Mulheres invisíveis | Plural
29 out 2019 - 22h48

Mulheres invisíveis

“A vida invisível”, de Karim Aïnouz, tem pré-estreias neste fim de semana; com roteiro do curitibano Murilo Hauser, filme representa o Brasil no Oscar 2020

No Rio de Janeiro das décadas de 1940 e 1950, duas irmãs seguem rumos opostos. Eurídice (bela e dramaticamente interpretada por Carol Duarte) é a pianista cheia de sonhos que joga pelas regras que lhe são impostas. Já Guida (representada na tela por uma energética Julia Stockler) é intempestiva, guiada por seus desejos. Em comum, o amor fraterno que as une mesmo diante da distância que se impõe.

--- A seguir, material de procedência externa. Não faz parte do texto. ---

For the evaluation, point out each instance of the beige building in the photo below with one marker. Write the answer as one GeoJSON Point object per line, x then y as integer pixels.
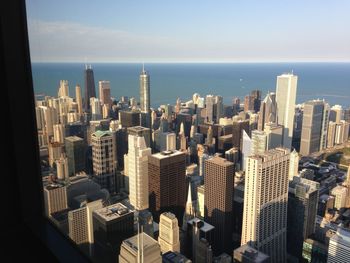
{"type": "Point", "coordinates": [168, 233]}
{"type": "Point", "coordinates": [265, 203]}
{"type": "Point", "coordinates": [149, 252]}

O fato é que as irmãs se perdem: Guida foge com um homem, retorna grávida e acaba deserdada. Eurídice fica, casa-se, mantém-se parte da família. Mesmo habitando a mesma cidade, uma torna-se invisível para a outra: as mentiras do pai e as diferenças entre as posições sociais que ocupam garantem os desencontros. Ainda assim, a vida invisível representada ali na tela é uma só – a das mulheres.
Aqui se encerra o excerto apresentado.